= Section 523 loans =

Section 523 loans are a mutual self-help rural housing program in the United States authorized under Section 523 of the Housing Act of 1949 (42 U.S.C. 1441 et seq.) and administered by the Rural Housing Service (RHS). Nonprofit organizations may obtain 2-year loans to purchase and develop land that is to be subdivided into building sites for housing. The interest rate is 3% for these loans. Applicants must demonstrate a need for the proposed building sites in the locality. Sponsors also may obtain technical assistance (TA) grants to pay for all or part of the cost of developing, administering, and coordinating programs of technical and supervisory assistance to the families who are building their own homes. Each family is expected to contribute at least 700 hours of labor in building homes for each other. Applicants must demonstrate that:
(1) there is a need for self-help housing in the area;
(2) the applicant has or can hire qualified people to carry out its responsibilities under the program; and,
(3) funds for the proposed TA project are not available from other sources.

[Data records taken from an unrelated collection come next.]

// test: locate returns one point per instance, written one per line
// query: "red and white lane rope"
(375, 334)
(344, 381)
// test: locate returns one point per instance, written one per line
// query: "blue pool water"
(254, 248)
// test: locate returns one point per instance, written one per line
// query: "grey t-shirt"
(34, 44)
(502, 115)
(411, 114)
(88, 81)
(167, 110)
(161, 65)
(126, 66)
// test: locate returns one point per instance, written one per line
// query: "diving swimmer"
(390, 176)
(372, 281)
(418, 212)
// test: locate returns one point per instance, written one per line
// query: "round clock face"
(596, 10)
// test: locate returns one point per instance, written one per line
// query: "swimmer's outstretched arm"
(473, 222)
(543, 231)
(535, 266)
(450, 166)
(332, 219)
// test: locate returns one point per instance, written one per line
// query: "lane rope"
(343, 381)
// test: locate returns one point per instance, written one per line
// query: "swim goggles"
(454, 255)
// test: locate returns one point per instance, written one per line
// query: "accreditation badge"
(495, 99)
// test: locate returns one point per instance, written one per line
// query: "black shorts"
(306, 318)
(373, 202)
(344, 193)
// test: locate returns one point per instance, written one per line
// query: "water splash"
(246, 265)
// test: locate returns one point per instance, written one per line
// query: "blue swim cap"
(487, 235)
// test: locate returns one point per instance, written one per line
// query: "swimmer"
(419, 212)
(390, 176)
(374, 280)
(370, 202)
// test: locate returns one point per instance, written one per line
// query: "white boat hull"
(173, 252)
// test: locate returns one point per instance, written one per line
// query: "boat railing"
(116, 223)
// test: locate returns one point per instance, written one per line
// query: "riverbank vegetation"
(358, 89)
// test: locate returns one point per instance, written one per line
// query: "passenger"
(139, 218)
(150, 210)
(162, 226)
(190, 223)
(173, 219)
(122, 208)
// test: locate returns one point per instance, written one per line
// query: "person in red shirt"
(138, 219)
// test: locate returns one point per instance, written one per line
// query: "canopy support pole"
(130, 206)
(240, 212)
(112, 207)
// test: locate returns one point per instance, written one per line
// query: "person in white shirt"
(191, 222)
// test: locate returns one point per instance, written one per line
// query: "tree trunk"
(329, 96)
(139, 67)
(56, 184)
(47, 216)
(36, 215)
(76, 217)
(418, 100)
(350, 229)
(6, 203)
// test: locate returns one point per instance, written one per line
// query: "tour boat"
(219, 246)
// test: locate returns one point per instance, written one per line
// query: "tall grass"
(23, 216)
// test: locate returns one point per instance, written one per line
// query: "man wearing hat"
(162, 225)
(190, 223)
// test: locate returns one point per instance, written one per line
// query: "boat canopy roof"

The program is generally limited to very low- and low-income families. Moderate income families may be eligible to participate provided they are unable to pay for a home built by the contract method. TA funds may not be used to hire construction workers or to buy real estate or building materials. Private or public nonprofit corporations, however, may be eligible for 2-year site loans under Section 523. The loans may be used to purchase and develop land in rural areas. The land is subdivided into building sites and sold on a nonprofit basis to low and moderate income families. Generally, a land loan must result in at least 10 home sites. The sites need not be contiguous. Sites financed through Section 523 may be sold only to families who are building homes by the mutual self-help method. The homes are financed through the Section 502 program.